AP Photo/Patrick Semansky, File

The 2019 U.S. Supreme Court term, which ran from Oct. 2019 to Oct. 2020, did not present many cases relevant to policing, however, Justice Clarence Thomas had more to write on matters, directly and indirectly, related to policing than his colleagues.

a reasonable inference

The April 6 release of the Supreme Court’s decision in Kansas v. Glover involved a Fourth Amendment case focusing on vehicle stops. The facts of the case began with a motor vehicle stop by a deputy sheriff based on a license plate check showing the registered owner’s driver’s license was revoked. When subsequent investigation indicated the revoked owner was operating the vehicle, he was arrested as a habitual violator under Kansas law.

At issue on appeal was the reasonableness of the inference drawn by the deputy in making the stop. At the time of the stop, there was no independent knowledge possessed by the deputy confirming that the registered owner, Charles Glover, was the one driving the vehicle.

Writing for the majority, Justice Clarence Thomas said the inference drawn by the deputy was reasonable under Supreme Court precedent allowing officers to make “commonsense judgments and inferences about human behavior.” Justice Thomas also noted that reasonable suspicion is a less demanding standard depending on the “factual and practical considerations of everyday life on which reasonable and prudent” officers act.

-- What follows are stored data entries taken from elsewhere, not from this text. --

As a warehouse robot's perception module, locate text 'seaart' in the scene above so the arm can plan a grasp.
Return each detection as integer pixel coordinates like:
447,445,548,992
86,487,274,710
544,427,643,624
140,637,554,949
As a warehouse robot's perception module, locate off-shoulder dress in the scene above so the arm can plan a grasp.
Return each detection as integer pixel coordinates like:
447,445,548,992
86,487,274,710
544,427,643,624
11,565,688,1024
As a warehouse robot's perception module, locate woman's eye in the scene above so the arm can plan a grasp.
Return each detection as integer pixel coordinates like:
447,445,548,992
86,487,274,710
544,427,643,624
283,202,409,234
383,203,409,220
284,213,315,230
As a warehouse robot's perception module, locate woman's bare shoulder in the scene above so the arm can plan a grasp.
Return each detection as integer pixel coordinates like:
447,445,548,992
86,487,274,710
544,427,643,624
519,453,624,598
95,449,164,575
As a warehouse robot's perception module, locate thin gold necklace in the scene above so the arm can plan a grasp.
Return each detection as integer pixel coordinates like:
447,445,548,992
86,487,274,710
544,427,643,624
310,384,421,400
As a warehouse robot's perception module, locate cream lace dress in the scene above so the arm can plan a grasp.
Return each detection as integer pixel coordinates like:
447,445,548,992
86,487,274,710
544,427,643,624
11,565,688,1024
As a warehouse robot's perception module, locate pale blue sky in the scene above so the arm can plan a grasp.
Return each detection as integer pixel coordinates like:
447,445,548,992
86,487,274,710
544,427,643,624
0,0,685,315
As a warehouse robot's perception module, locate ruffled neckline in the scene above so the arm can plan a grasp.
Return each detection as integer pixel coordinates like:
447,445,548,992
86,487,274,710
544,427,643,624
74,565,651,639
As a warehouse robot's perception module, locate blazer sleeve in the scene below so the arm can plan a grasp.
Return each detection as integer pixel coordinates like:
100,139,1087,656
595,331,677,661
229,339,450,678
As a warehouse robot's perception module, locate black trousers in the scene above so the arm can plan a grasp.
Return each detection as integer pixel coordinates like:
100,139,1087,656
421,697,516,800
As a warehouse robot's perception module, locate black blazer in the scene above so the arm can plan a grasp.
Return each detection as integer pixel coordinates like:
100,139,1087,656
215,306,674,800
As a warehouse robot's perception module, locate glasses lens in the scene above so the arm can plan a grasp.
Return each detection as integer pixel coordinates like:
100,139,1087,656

The Kansas v. Glover case should not be read too broadly. Explicit in Justice Thomas’ reasoning was also the fact of a state’s vital interest in ensuring licensing, registration and inspection requirements on vehicles. Inferential knowledge in this context may not extend to other situations where a Fourth Amendment search or seizure is involved, particularly within the home.

qualified immunity

A more recent decision of interest was Taylor v. Riojas, decided on November 2 of this year and within the new October term.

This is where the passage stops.